Bo was a polite little man, chirping what seemed like a thank you whenever we opened the door to let him inside. And despite claws that looked rather menacing when he opened his paws and stretched, he never once scratched anyone. Not that he didn’t use the claws to his advantage. When we weren’t paying sufficient attention to him, he would reach out and give a little tap on our face or arm, extending just enough claw to make his presence felt in no uncertain terms. He was death on sweaters.
In his younger days he loved walks with our golden retriever, Brandy. He scooted along behind us, his feet working furiously to keep up and his black tail straight in the air. In later years, after Brandy was gone, Bo would make the long walk down the driveway with me to get the paper, dawdling behind out near the road but then racing back to the front steps to wait on me. He also enjoyed racing up and down the hallway, sounding like a herd of horses, before stopping himself by sliding on the carpet runner.
He was less enthused about eating on the floor, drinking from a bowl, being cooped up inside and being alone. But the two things he hated most, cold weather and riding in cars, sometimes forced him to compromise. Particularly in his old age, Bo was something of a weather wimp, poking his nose into the outside air and quickly turning and scampering inside if he felt the slightest chill. Riding in cars was a major trauma - for Bo and us - because he always got sick within a few minutes.
Maybe his fear of travel had to do with how he came to us, which always remained a mystery.

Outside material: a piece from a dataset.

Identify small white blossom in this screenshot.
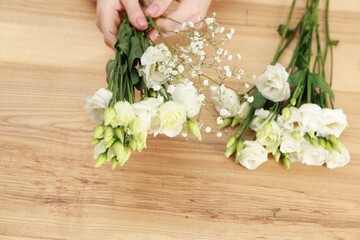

In the fall of 1990, Bo arrived along with a new refrigerator. As I opened the door for the deliverymen, there was Bo yelling at me from a big rock across the front yard. He seemed well groomed, friendly and unafraid, so he must have had a home somewhere. But despite our advertising and calls to the delivery company, no one ever came forward, and Bo was ours. The vet guessed Bo was about 7 months old.
He almost didn't make it much further.
The next spring, one of our teen girls was home alone after school and decided to do some laundry. As she opened the dryer for a moment to check on some clothes that weren't quite ready, the phone rang. She slammed the door, turned the dryer back on, and ran to answer the call. When she returned to check on the clothes 15 minutes or so later, Bo staggered out, dazed and bleeding from the mouth.
The vet said the prognosis was grim, that the key would be whether he could eat, which seemed a longshot given that his mouth was burned. This was on Good Friday. Saturday, we were losing hope because the vet said he showed no interest in food. Well, a quick trip to the supermarket for some sliced turkey changed everything.
By Sunday - Easter - Bo was back home.
We are not particularly religious, but wow, what irony. Other than a little droop on one side of his mouth, Bo was none the worse for wear. But he never – ever – hopped in the dryer again.
Bo lived to be 18, dying essentially of old age this spring. Of course, he had slowed down a bit in his later years. His attempts to jump onto the counter started coming up a bit short (he seemed embarrassed), and occasional hair loss because of a skin condition made him look a bit rickety at times.
But in other ways he never changed. He still woke us up at 5:30 each day, ate his sliced turkey or roast beef, and followed us from room to room. And he still stood at the top of the stairs yelling at us as we came home at the end of the day, annoyed that we were gone so long but happy to see us.
A cool cat, as always.

1 comment:

Patti said...

I loved reading about Bo, Mark. Cats continually amaze me, from their chirping to their rather precise eat/sleep daily routines.

Sorry about the 5:30 a.m. wake-ups...

You're lucky to have had him for 18 years! We only had eight years with our Humphrey. But now The Brothers Furr keep us amused.